Think of the common technical writing test to “write the instructions for making a peanut butter and jelly sandwich”. If we tell a human to “take a couple pieces of bread”, we can rely on a lot of pre-existing patterns and common sense. Your average human knows that a couple pieces means two, that they have to open the bread bag, and how to get past the tab or tie at the mouth of the bag, and will generally not take the heel of bread for a sandwich. All of that is something we would have to explain if we were automating something. But sandwiches are trivially complex compared to some of the things that we automate.
What automation is
Any automation is usually an approximation to start with, when we automate the parts that we know and understand, and wait to see what breaks so we can find the parts that we didn’t know about or understand before automation.

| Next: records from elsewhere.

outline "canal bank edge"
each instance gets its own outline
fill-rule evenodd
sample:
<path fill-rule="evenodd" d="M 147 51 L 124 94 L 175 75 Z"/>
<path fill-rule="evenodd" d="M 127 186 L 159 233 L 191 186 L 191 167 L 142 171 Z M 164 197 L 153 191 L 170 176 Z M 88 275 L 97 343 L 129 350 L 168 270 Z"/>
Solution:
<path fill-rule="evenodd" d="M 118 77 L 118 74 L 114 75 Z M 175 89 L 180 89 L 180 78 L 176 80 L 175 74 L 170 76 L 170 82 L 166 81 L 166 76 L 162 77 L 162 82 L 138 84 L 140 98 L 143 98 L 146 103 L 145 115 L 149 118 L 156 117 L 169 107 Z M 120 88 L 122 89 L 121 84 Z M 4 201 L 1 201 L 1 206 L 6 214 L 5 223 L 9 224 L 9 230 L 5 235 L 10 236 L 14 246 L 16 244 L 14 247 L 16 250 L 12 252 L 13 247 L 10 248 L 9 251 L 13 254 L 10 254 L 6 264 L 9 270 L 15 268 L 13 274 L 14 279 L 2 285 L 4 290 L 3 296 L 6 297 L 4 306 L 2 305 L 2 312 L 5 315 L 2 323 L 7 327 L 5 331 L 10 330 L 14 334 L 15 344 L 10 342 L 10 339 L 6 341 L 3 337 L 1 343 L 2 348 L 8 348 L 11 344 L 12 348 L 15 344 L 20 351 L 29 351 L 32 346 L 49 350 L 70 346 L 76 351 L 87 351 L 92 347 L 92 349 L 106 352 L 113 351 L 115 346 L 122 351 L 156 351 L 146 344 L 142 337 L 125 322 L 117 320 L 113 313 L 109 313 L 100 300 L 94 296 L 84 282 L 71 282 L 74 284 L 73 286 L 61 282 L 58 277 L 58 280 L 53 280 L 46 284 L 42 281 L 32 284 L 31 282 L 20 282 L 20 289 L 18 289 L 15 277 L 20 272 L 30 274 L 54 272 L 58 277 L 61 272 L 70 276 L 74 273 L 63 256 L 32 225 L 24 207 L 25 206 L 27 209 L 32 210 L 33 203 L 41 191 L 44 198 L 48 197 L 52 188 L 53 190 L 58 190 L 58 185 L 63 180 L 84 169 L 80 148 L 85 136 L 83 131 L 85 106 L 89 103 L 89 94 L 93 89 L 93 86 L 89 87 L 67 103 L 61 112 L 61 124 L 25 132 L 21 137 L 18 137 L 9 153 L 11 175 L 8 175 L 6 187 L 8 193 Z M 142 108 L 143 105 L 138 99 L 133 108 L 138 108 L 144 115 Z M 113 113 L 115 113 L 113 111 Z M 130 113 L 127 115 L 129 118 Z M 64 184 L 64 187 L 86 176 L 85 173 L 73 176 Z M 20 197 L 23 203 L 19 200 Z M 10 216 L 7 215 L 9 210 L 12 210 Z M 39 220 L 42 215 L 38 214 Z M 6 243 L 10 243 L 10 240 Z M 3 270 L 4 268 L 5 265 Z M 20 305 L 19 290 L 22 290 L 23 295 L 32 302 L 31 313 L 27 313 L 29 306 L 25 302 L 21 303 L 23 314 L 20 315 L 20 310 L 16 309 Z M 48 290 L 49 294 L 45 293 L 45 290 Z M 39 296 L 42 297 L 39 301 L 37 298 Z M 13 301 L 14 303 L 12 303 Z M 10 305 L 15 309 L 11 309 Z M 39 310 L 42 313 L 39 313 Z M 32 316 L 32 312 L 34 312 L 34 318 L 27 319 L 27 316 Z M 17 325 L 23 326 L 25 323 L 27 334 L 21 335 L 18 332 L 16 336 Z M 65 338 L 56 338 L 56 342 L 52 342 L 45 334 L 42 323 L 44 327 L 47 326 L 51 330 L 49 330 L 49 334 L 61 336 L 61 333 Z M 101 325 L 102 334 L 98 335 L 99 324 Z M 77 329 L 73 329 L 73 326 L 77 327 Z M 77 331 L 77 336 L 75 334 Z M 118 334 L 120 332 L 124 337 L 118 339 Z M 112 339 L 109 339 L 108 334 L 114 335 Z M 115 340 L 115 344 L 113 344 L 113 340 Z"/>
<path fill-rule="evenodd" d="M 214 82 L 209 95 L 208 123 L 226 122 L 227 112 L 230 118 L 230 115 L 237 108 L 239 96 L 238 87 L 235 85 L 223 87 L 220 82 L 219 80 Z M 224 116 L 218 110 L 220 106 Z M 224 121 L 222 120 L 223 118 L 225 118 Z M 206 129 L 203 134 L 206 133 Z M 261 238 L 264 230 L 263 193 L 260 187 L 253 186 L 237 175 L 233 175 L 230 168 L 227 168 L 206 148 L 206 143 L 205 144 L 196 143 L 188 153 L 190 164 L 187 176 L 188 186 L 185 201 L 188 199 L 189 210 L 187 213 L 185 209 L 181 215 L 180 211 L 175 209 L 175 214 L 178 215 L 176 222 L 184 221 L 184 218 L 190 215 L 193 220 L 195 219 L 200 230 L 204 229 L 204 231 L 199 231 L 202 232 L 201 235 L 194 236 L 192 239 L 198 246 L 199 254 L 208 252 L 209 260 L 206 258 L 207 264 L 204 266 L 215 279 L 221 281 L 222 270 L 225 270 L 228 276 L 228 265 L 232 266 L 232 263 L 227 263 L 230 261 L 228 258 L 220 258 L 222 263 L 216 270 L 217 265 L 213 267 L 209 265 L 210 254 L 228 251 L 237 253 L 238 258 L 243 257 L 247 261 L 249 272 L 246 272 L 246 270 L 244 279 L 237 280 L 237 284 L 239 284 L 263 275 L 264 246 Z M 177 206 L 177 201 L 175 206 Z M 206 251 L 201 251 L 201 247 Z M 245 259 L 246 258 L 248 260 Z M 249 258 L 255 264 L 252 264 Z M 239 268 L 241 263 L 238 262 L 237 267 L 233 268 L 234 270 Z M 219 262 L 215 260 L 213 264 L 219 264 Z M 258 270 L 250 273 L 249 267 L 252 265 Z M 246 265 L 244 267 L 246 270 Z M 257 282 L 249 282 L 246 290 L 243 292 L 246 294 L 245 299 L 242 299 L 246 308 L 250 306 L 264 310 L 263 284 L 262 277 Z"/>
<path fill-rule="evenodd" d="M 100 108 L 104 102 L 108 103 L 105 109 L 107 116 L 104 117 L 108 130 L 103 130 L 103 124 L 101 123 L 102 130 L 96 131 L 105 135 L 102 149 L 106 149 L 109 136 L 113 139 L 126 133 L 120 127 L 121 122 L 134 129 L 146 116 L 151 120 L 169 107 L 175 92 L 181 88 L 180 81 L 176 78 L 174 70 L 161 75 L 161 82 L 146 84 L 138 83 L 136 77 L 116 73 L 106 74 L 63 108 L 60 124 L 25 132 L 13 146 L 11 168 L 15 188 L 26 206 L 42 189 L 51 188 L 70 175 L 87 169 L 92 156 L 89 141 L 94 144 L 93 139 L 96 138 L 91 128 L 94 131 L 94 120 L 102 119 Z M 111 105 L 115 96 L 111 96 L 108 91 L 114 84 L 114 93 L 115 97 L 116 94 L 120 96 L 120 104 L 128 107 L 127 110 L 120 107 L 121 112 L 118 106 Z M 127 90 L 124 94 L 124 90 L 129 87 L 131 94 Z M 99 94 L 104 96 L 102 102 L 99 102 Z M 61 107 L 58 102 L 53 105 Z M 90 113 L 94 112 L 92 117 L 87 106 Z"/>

When an automation is fully finished… no it’s not, because something will almost always change eventually. Even automations we think of as very mature, like those car-welding robots we see in automotive factories, need to be reprogrammable. There will be new body models, or different makes of car.
If we have to understand something to automate it, and if the automation is always going to change, does it really make sense to automate it? Well, yes, because we don’t want to do it. Because the act of automating has taught us more about the process. Because even if we have to change some parts of the script, most of it stays intact.
Automation is not set and forget, as Mickey’s broom in the Magician’s Apprentice. It will save us work, but only if we are sure that we have set boundaries, limits, and expectations. Without that, we really will end up hunted down Cyberdine/Skynet Terminator robots.
When we seek to understand something so we can automate it, we learn it in different ways than we would if we were going to teach it to a human. For instance, I would teach a human to knead bread by touch, but a bread machine does it by humidity and resistance and other senses that I don’t have exact sensors for. There is always a layer between an expert who knows how to do something the human way, and the translation for the machine way of doing things. You can smell a peach, and say this is ripe, and then tell a machine to use its sensors for ethylene or whatever, but the machine doesn’t understand “ripe” until we tell it what the exemplar is.
We can’t automate without exemplars, and we can’t get to exemplars without experience, and getting it wrong a lot of times, and although it’s easy to wish we could automate getting things wrong so we didn’t have to experience it, that’s not how humans learn.